When you build a website, that lives on a hosting server (or group of servers) that are defined by a Domain Name System (DNS).


The domain registry is like a phone switchboard, it directs the caller (the visitor to the site) to the site they want to visit.
If you move where the site is hosted you'll need to update the domain registry to point to the new location (DNS) for that site.

If you're just updating the site without moving it to another hosting location, you won't need to update the domain registry.

For domain administrator credentials, only the domain administrator can make changes to the domain. You wouldn't want just anybody being able to log in and change that information because they could point the visitor anywhere.

King Neptune
01-08-2016, 12:08 AM
You would only need a "pointer", if the new site were a subdomain. I didn't read the linked page, but it looks like it supposed to be the tool for setting up pointers.
http://www.fatcow.com/knowledgebase/read_article.bml?kbid=1152

Domain administrative are security permissions for using the administrator level of that network; a password. The domain pointer would have to be set by an administrator. Administrators have access to programs and parts of the OS that ordinary users do not have.

-May-
01-08-2016, 03:36 AM
Just chiming in here, what everyone already said about DNS is on point. Also it can take a few days for a DNS to "resolve' where you will see the new site.

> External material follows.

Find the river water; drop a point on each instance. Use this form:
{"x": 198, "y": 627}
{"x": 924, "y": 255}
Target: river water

I am not sure this is what you want for your scene though. Maybe it would be more helpful for you if you tell us a little bit about your scene, and what the character is trying to accomplish and we can better lead you to a situation that makes sense in that context. It sounds like he is just trying to redesign an existing site? Is this just a visual redesign?

WeaselFire
01-08-2016, 05:31 PM
So, let's say you have an existing website and you're trying to rebuild it to suit the needs of the new mandates for the site. What does it mean if someone says that the existing domain registration just needs to be configured "to point" at one of the servers (like say a university server if the website will be tied to the school's systems). And why would it matter in this case who has administrative controls over the domain?

And what are domain administrative credentials and how do they come into play in this case?

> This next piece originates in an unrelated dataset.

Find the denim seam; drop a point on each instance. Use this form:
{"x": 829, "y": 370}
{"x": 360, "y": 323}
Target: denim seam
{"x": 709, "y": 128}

Computers don't understand the text in a URL, such as absolutewrite.com. They use numbers, IP addresses, to identify each other on a network. So the URL http://absolutewrite.com/ is actually directed to the IP address of 184.168.82.237. For your computer to find that number, it looks up the absolutewrite.com domain name in the domain name system (DNS) to find the number, then the request goes to that address. Sort of like looking up John Smith and finding he lives at 123 Main Street, then mailing the letter there.

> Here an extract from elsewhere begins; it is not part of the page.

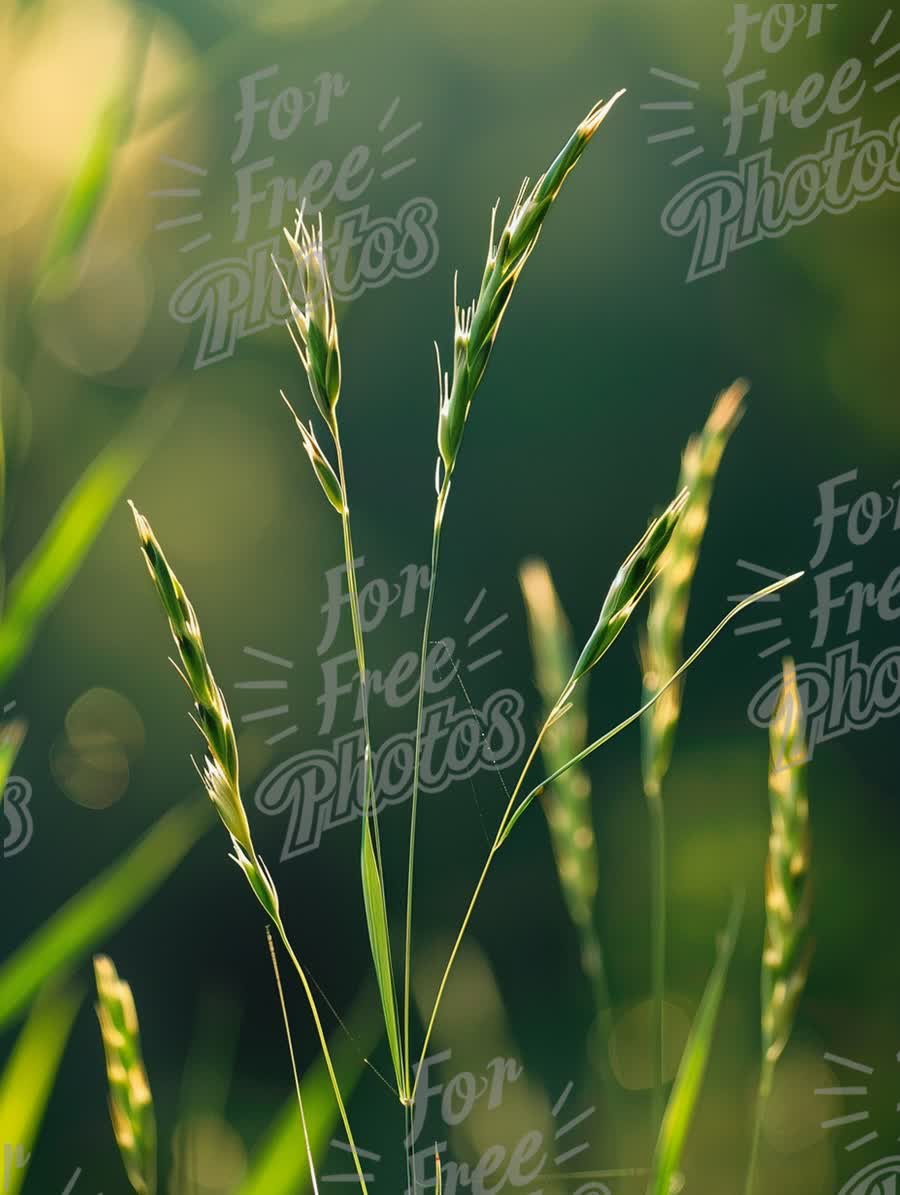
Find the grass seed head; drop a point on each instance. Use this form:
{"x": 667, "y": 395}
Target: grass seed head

Pointing a DNS record to the correct IP address of the server that holds the web site is part of the configuration process. Just like if you found John Smith at 123 Main Street but he actually lived at 789 Elm Street, meaning your letter goes to the wrong place, if the DNS record for the domain points to the wrong address, the request doesn't get there and nobody sees the web site.

The administrative, and technical, contacts are the people who have the ability to change the DNS listings and, often, they are the ones that control those DNS entries. So they need to change the entries. If I'm the contact for the domain and have the proper passwords and access to change the DNS entries, but Dave the web designer doesn't, and Dave needs the entries changed, he needs to contact me to change them. Where web designers have issues is that the contact with the ability to change the DNS entry doesn't know Dave the web designer, so they, correctly, ignore requests from Dave for the change and only accept them from Debbie, who owns the domain, for changes. And often Debbie, the owner, has no clue about the process and no idea who to contact for the changes.

There's a lot more to this. I've worked with DNS entries since before there was an internet so this is just trivia for me, but for the vast majority of web site owners who saw a promotion from GoDaddy, it's all a mystery as to how it works. Is there something you need to happen in your story that we can provide a reference for, or is this just background?